Evaluating $\int_{-\infty}^\infty \frac{1}{(4+x^2)^2}\mathrm dx $ I wish to evaluate the integral $\int_{-\infty}^\infty  \frac{1}{(4+x^2)^2}\mathrm dx $. This is a complex analysis exercise so expecting that some sort of complex analysis technique is required, my first instinct was to split the integrand into partial fractions, making use of the fact that $(4+x^2)^2=(x+2i)^2(x-2i)^2$ but the Cauchy Integral Formula does not seem to work here so I got stuck. Then I went back to using substitution, say $x = \tan u$ but that didn't really work out as well, though I am not sure if I missed any technical details. 
 A: One way to simplify the approach is to use differentiation under the integral.  Then, note that 
$$-\frac1{2a}\frac{d}{da}\int_{-\infty}^\infty\frac{1}{a^2+x^2}\,dx=\int_{-\infty}^\infty\frac{1}{(a^2+x^2)^2}\,dx\tag 1$$
The integral on the left-hand side of $(1)$ can be evaluate a number of ways.  Inasmuch as the OP seeks to use contour integration, we proceed as follows.  
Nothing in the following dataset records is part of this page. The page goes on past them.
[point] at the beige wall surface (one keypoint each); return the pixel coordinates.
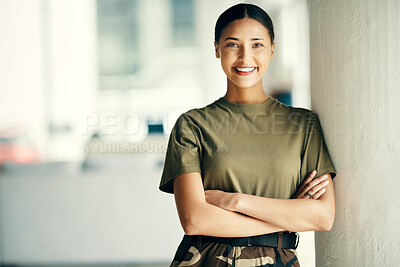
(355, 74)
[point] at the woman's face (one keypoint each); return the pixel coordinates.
(245, 51)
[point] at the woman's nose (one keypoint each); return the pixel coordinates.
(244, 53)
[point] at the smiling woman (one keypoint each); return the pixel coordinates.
(243, 206)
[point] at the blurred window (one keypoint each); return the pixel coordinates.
(183, 22)
(140, 42)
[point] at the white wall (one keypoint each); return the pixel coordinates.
(355, 70)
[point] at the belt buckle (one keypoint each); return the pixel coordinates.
(297, 240)
(248, 242)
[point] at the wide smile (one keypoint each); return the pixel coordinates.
(244, 71)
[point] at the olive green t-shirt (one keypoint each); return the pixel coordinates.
(265, 149)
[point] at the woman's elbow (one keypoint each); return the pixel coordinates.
(191, 224)
(326, 222)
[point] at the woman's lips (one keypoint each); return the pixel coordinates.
(244, 71)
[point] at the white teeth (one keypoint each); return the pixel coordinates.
(245, 69)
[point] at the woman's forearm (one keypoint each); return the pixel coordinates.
(296, 215)
(201, 218)
(206, 219)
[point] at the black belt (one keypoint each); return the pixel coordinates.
(286, 240)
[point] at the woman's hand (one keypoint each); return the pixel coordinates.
(312, 188)
(220, 199)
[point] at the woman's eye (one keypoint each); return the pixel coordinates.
(232, 45)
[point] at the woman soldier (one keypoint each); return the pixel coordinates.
(243, 168)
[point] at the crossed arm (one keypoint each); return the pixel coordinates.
(217, 213)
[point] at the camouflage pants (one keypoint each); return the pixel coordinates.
(195, 253)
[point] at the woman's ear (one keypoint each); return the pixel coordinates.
(216, 50)
(271, 57)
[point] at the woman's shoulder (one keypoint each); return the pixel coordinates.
(199, 113)
(292, 111)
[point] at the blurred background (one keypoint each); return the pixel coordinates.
(89, 92)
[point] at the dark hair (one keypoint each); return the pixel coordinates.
(241, 11)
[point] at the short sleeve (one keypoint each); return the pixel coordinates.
(183, 153)
(315, 152)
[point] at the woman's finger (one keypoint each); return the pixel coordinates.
(301, 191)
(315, 182)
(319, 193)
(318, 187)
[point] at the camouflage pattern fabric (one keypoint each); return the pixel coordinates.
(196, 253)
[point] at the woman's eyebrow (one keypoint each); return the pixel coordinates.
(237, 39)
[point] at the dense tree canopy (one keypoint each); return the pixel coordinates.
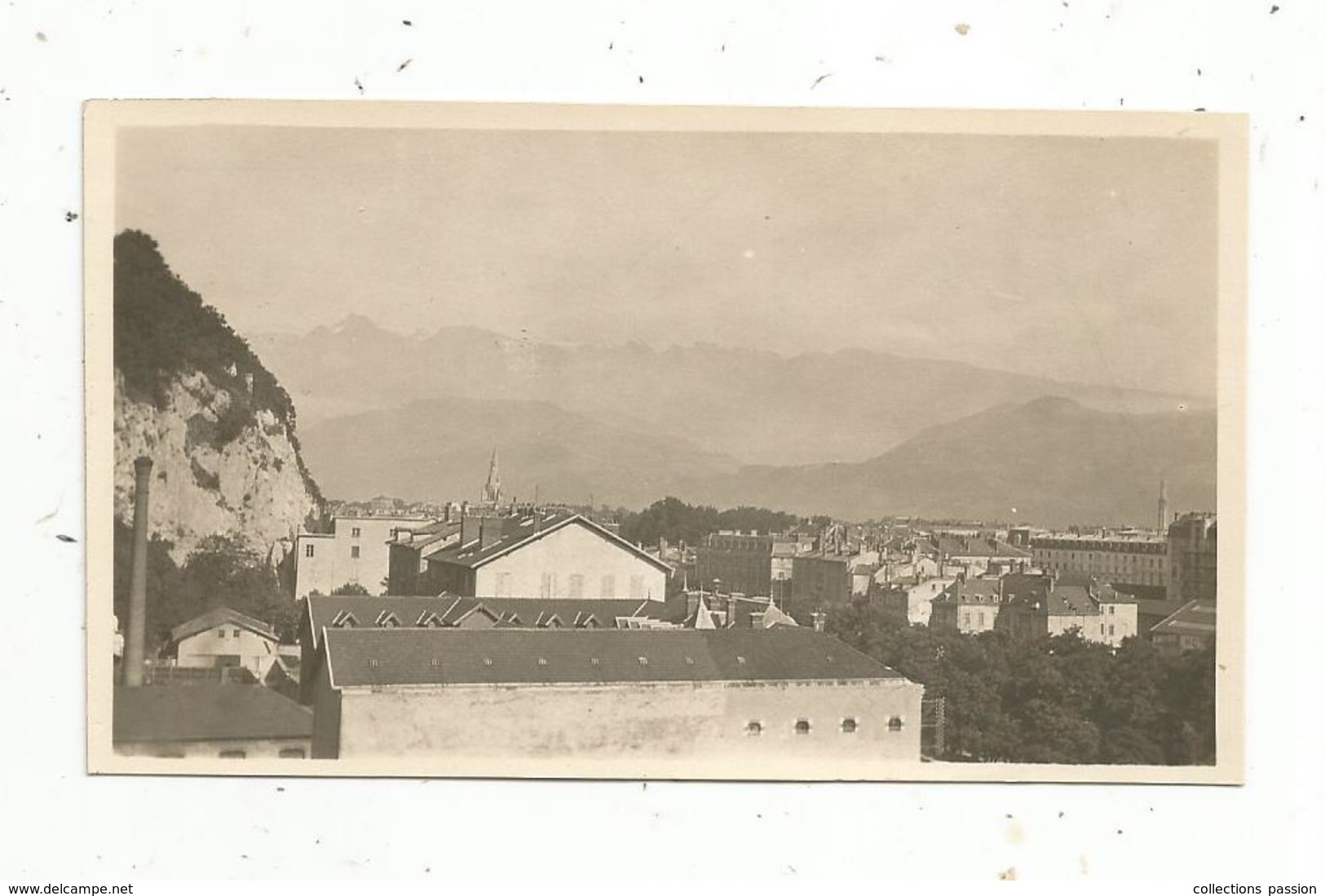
(678, 521)
(1053, 699)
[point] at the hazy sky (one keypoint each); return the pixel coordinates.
(1072, 258)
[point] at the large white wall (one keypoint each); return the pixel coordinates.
(606, 569)
(201, 650)
(704, 720)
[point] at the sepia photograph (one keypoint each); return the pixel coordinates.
(678, 443)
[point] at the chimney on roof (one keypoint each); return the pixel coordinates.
(135, 639)
(491, 531)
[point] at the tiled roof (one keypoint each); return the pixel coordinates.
(1195, 618)
(420, 542)
(970, 591)
(378, 658)
(207, 712)
(222, 616)
(1071, 601)
(521, 531)
(962, 546)
(448, 610)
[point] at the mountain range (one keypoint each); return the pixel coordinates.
(754, 407)
(1049, 461)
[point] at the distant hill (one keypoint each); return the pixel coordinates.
(439, 449)
(1049, 461)
(756, 406)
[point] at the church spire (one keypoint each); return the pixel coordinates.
(492, 491)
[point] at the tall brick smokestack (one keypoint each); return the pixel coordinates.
(135, 635)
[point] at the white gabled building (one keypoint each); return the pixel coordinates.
(545, 555)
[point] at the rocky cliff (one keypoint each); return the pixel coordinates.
(250, 484)
(192, 396)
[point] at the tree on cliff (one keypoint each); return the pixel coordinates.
(223, 572)
(163, 329)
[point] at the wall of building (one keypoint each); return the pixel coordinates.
(1127, 563)
(356, 553)
(744, 563)
(706, 720)
(819, 582)
(1194, 553)
(566, 561)
(1117, 620)
(258, 749)
(227, 644)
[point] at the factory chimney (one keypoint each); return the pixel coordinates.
(135, 635)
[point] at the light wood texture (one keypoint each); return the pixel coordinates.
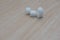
(15, 25)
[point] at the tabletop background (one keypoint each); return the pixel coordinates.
(16, 25)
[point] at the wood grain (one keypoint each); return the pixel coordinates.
(16, 25)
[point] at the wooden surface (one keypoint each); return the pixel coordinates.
(15, 25)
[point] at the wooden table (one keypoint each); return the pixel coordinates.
(16, 25)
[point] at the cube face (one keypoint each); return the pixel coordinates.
(40, 12)
(28, 9)
(33, 13)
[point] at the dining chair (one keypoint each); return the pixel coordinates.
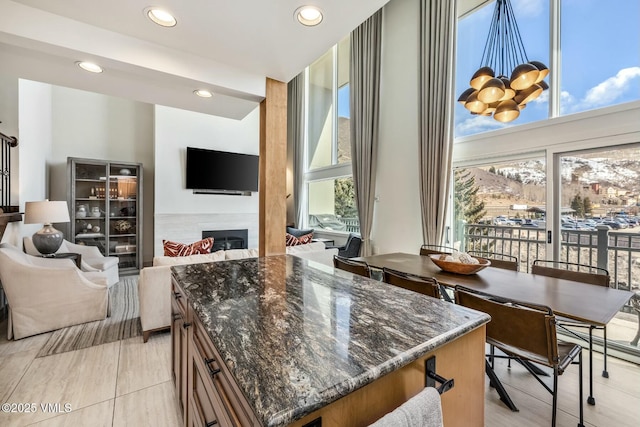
(427, 286)
(525, 332)
(352, 266)
(436, 249)
(578, 273)
(498, 260)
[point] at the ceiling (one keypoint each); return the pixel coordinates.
(226, 46)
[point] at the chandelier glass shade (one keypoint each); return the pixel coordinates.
(506, 80)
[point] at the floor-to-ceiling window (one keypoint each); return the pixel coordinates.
(328, 175)
(587, 142)
(592, 48)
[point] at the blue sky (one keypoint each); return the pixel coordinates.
(600, 51)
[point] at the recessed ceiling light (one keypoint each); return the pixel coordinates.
(160, 17)
(308, 15)
(203, 93)
(89, 66)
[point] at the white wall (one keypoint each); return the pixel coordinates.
(181, 215)
(9, 125)
(397, 225)
(34, 139)
(94, 126)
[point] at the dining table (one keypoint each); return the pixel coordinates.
(594, 305)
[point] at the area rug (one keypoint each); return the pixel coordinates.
(123, 323)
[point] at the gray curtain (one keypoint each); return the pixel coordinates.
(295, 139)
(437, 53)
(364, 80)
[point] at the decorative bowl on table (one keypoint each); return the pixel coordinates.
(459, 267)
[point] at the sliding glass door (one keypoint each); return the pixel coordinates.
(599, 202)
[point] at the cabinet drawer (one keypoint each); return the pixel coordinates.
(177, 297)
(223, 382)
(204, 404)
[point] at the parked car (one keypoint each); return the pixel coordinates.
(326, 222)
(503, 220)
(613, 224)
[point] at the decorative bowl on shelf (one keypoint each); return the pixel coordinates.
(122, 226)
(459, 267)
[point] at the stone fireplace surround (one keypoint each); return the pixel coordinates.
(188, 228)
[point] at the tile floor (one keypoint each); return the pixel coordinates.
(124, 383)
(128, 383)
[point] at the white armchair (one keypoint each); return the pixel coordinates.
(46, 294)
(92, 258)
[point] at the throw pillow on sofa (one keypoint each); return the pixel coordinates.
(302, 240)
(180, 249)
(298, 232)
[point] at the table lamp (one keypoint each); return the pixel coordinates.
(47, 240)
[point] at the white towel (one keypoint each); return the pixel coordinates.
(422, 410)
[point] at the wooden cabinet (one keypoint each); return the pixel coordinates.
(105, 203)
(204, 386)
(209, 395)
(179, 344)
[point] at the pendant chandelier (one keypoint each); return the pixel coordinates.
(491, 91)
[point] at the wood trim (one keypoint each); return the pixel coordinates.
(463, 405)
(273, 159)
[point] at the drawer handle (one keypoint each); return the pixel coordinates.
(212, 372)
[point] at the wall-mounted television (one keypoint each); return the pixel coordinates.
(221, 172)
Let $C$ be the contour comprised of the real line segment from $-R$ to $R$ and the upper-half-plane semi-circle centered at $0$ with radius $R$.  Then, we have from the residue theorem for $R>a>0$
$$\begin{align}
\oint_C \frac{1}{z^2+a^2}\,dz&=\int_{-R}^R \frac{1}{x^2+a^2}\,dx+\int_0^\pi \frac{1}{(Re^{i\phi})^2+a^2}\,iRe^{Re^{i\phi}}\,d\phi \tag 2\\\\
&=2\pi i \text{Res}\left(\frac{1}{z^2+a^2},z=ia\right)\\\\
&=\frac{\pi }{a}
\end{align}$$
The second integral on the right-hand side of $(2)$ vanishes as $R\to \infty$.  Hence, we find that 
$$\int_{-\infty}^\infty \frac{1}{x^2+a^2}\,dx=\frac\pi a \tag 3$$
Taking the derivative of $(3)$ with respect to $a$, multiplying by $-1/(2a)$ and setting $a=2$ yields the coveted result

$$\int_{-\infty}^\infty\frac{1}{(4+x^2)^2}\,dx=\frac\pi{16}$$

A: An alternative solution through real-analytic tools. For any $\alpha>0$ we have
$$ I(\alpha) = \int_{-\infty}^{+\infty}\frac{1}{\alpha^2+x^2}\,dx =\frac{\pi}{\alpha} \tag{1} $$
and by differentiating both sides with respect to $\alpha$ we get:
$$ I'(\alpha) = -\int_{-\infty}^{+\infty}\frac{2\alpha}{(\alpha^2+x^2)^2}\,dx = -\frac{\pi}{\alpha^2}\tag{2} $$
hence by evaluating at $\alpha=2$ we get:
$$ \int_{-\infty}^{+\infty}\frac{dx}{(4+x^2)^2} = \left.\frac{\pi}{2\alpha^3}\right|_{\alpha=2}=\color{red}{\frac{\pi}{16}}.\tag{3}$$
A: This is the standard approach to a problem like yours: Integrate over a semicircle with diameter along the real axis and center at $0$, using the residue theorem (or Cauchy's integral formula of you can). Let the radius go towards $\infty$, and argue that the contribution to the integral from the circle arc goes to $0$.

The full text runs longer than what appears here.